You'd be better off using the Task Parallel Library (TPL) in .NET 4.0. It'll give you lots of nice features for abstracting the actual business of creating threads in the thread pool. You could use the parallel tasks pattern to create a Task for each of the jobs defined in the XML and the TPL will handle the scheduling of those tasks regardless of the hardware. In other words if you move to a machine with more cores the TPL will schedule more threads.
1) The TPL supports the notion of continuation tasks. You can use these to enforce task ordering and pass the result of one Task or future from the antecedent to the continuation. This is the futures pattern.
// The antecedent task. Can also be created with Task.Factory.StartNew.

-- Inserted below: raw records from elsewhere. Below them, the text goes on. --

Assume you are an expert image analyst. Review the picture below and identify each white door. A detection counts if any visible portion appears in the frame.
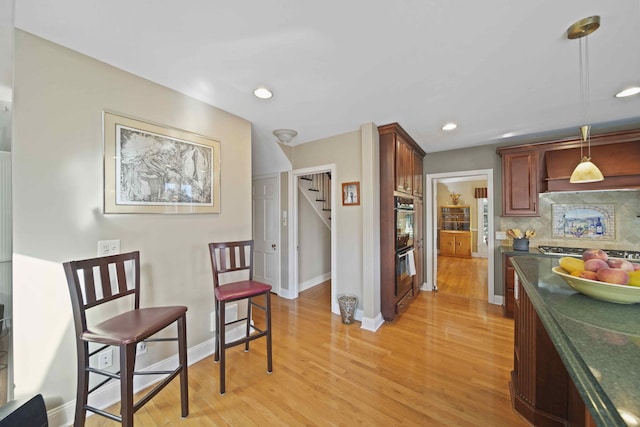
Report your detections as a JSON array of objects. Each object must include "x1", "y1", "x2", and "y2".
[
  {"x1": 253, "y1": 176, "x2": 280, "y2": 293},
  {"x1": 476, "y1": 199, "x2": 489, "y2": 258}
]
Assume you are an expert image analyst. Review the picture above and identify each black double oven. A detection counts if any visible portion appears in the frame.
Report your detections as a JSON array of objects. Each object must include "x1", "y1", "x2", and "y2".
[{"x1": 395, "y1": 196, "x2": 415, "y2": 296}]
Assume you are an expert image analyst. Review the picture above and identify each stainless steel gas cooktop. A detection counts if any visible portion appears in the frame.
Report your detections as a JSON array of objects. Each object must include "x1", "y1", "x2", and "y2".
[{"x1": 538, "y1": 246, "x2": 640, "y2": 259}]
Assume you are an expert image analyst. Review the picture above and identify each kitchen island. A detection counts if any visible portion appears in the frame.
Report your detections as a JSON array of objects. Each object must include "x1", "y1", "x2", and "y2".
[{"x1": 511, "y1": 256, "x2": 640, "y2": 427}]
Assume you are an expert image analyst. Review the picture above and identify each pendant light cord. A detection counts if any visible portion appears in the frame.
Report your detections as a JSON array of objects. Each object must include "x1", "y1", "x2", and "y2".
[{"x1": 578, "y1": 36, "x2": 591, "y2": 158}]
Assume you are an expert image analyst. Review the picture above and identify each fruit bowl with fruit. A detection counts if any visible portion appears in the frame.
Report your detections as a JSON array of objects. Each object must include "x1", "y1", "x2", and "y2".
[{"x1": 552, "y1": 249, "x2": 640, "y2": 304}]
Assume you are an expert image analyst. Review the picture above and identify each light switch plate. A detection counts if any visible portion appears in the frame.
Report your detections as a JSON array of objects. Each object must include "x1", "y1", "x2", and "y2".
[{"x1": 98, "y1": 240, "x2": 120, "y2": 256}]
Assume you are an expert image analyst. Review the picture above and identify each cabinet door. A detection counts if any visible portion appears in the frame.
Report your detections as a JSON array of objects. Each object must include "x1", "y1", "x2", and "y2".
[
  {"x1": 396, "y1": 135, "x2": 413, "y2": 194},
  {"x1": 440, "y1": 231, "x2": 456, "y2": 256},
  {"x1": 456, "y1": 232, "x2": 471, "y2": 258},
  {"x1": 412, "y1": 151, "x2": 423, "y2": 197},
  {"x1": 502, "y1": 151, "x2": 540, "y2": 216}
]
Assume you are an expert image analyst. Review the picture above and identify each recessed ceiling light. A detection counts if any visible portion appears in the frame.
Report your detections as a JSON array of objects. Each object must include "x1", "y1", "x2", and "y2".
[
  {"x1": 616, "y1": 86, "x2": 640, "y2": 98},
  {"x1": 253, "y1": 87, "x2": 273, "y2": 99}
]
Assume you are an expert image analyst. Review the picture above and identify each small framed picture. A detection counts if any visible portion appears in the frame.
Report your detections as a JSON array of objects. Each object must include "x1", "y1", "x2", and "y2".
[{"x1": 342, "y1": 182, "x2": 360, "y2": 206}]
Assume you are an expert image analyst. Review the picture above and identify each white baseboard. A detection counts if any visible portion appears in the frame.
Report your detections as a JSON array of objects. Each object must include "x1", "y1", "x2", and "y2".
[
  {"x1": 298, "y1": 272, "x2": 331, "y2": 292},
  {"x1": 360, "y1": 313, "x2": 384, "y2": 332}
]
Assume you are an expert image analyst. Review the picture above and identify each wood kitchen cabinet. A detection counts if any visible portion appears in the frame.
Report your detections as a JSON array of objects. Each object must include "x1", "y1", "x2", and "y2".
[
  {"x1": 378, "y1": 123, "x2": 425, "y2": 321},
  {"x1": 440, "y1": 230, "x2": 471, "y2": 258},
  {"x1": 502, "y1": 254, "x2": 516, "y2": 318},
  {"x1": 396, "y1": 135, "x2": 414, "y2": 194},
  {"x1": 499, "y1": 149, "x2": 540, "y2": 216},
  {"x1": 497, "y1": 129, "x2": 640, "y2": 217},
  {"x1": 413, "y1": 151, "x2": 424, "y2": 197},
  {"x1": 509, "y1": 266, "x2": 596, "y2": 427},
  {"x1": 413, "y1": 198, "x2": 424, "y2": 295},
  {"x1": 440, "y1": 205, "x2": 471, "y2": 258}
]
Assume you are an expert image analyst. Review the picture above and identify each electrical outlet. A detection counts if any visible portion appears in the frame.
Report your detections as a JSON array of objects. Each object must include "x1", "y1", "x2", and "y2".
[
  {"x1": 136, "y1": 341, "x2": 147, "y2": 356},
  {"x1": 98, "y1": 240, "x2": 120, "y2": 256},
  {"x1": 98, "y1": 348, "x2": 113, "y2": 369}
]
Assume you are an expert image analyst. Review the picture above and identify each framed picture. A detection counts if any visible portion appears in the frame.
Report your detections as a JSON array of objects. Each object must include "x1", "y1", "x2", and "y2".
[
  {"x1": 551, "y1": 203, "x2": 615, "y2": 240},
  {"x1": 342, "y1": 182, "x2": 360, "y2": 206},
  {"x1": 103, "y1": 112, "x2": 220, "y2": 213}
]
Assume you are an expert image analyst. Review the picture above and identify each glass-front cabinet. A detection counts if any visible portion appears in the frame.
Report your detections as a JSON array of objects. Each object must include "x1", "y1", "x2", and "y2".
[
  {"x1": 439, "y1": 205, "x2": 471, "y2": 258},
  {"x1": 440, "y1": 205, "x2": 471, "y2": 231}
]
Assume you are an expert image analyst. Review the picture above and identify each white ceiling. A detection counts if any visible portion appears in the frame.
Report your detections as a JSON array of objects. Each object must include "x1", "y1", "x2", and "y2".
[{"x1": 15, "y1": 0, "x2": 640, "y2": 159}]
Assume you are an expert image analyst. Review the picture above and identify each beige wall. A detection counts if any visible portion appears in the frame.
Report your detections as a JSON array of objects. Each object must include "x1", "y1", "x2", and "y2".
[{"x1": 13, "y1": 31, "x2": 251, "y2": 418}]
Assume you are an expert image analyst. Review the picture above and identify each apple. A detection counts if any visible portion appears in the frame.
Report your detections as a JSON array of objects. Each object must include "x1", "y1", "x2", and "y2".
[
  {"x1": 607, "y1": 258, "x2": 634, "y2": 271},
  {"x1": 584, "y1": 258, "x2": 609, "y2": 271},
  {"x1": 596, "y1": 267, "x2": 629, "y2": 285},
  {"x1": 578, "y1": 270, "x2": 598, "y2": 280},
  {"x1": 582, "y1": 249, "x2": 609, "y2": 261}
]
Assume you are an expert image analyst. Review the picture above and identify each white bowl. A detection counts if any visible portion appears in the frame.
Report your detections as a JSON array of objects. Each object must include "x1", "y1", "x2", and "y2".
[{"x1": 551, "y1": 267, "x2": 640, "y2": 304}]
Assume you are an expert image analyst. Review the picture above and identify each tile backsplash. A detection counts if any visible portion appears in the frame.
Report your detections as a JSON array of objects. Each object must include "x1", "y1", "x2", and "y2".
[{"x1": 496, "y1": 190, "x2": 640, "y2": 251}]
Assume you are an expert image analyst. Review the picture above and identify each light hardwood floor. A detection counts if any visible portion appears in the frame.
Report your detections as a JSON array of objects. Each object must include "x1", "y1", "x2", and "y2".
[
  {"x1": 87, "y1": 285, "x2": 528, "y2": 427},
  {"x1": 436, "y1": 256, "x2": 489, "y2": 301}
]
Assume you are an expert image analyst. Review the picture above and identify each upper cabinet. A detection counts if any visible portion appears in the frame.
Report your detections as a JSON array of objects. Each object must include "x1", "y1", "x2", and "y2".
[
  {"x1": 502, "y1": 150, "x2": 540, "y2": 216},
  {"x1": 395, "y1": 134, "x2": 413, "y2": 194},
  {"x1": 497, "y1": 129, "x2": 640, "y2": 216},
  {"x1": 412, "y1": 151, "x2": 424, "y2": 197},
  {"x1": 378, "y1": 123, "x2": 425, "y2": 197},
  {"x1": 378, "y1": 123, "x2": 425, "y2": 321}
]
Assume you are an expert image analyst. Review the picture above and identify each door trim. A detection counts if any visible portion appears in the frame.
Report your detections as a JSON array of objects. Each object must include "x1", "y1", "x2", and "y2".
[
  {"x1": 281, "y1": 163, "x2": 341, "y2": 313},
  {"x1": 251, "y1": 173, "x2": 282, "y2": 295},
  {"x1": 423, "y1": 169, "x2": 503, "y2": 305}
]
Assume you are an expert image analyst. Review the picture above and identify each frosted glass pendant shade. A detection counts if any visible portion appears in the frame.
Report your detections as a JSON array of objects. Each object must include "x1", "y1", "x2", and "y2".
[{"x1": 569, "y1": 156, "x2": 604, "y2": 184}]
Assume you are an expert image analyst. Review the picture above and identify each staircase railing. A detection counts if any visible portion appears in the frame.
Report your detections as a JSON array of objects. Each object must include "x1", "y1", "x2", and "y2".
[{"x1": 298, "y1": 172, "x2": 332, "y2": 229}]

Task<DayOfWeek> taskA = new Task<DayOfWeek>(() => DateTime.Today.DayOfWeek);
// The continuation. Its delegate takes the antecedent task
// as an argument and can return a different type.
Task<string> continuation = taskA.ContinueWith((antecedent) =>
{
return String.Format("Today is {0}.",
antecedent.Result);
});
// Start the antecedent.
taskA.Start();
// Use the contuation's result.
Console.WriteLine(continuation.Result);
2) Thread cancellation is supported by the TPL but it is cooperative cancellation. In other words the code running in the Task must periodically check to see if it has been cancelled and shut down cleanly. TPL has good support for cancellation. Note that if you were to use threads directly you run into the same limitations. Thread.Abort is not a viable solution in almost all cases.
While you're at it you might want to look at a dependency injection container like Unity for generating configured objects from your XML configuration.
Answer to comment (below)
Jimmy: I'm not sure I understand holtavolt's comment. What is true is that using parallelism only pays off if the amount of work being done is significant, otherwise your program may spend more time managing parallelism that doing useful work. The actual datasets don't have to be large but the work needs to be significant.
For example if your inputs were large numbers and you we checking to see if they were prime then the dataset would be very small but parallelism would still pay off because the computation is costly for each number or block of numbers. Conversely you might have a very large dataset of numbers that you were searching for evenness. This would require a very large set of data but the calculation is still very cheap and a parallel implementation might still not be more efficient.
The canonical example is using Parallel.For instead of for to iterate over a dataset (large or small) but only perform a simple numerical operation like addition. In this case the expected performance improvement of utilizing multiple cores is outweighed by the overhead of creating parallel tasks and scheduling and managing them.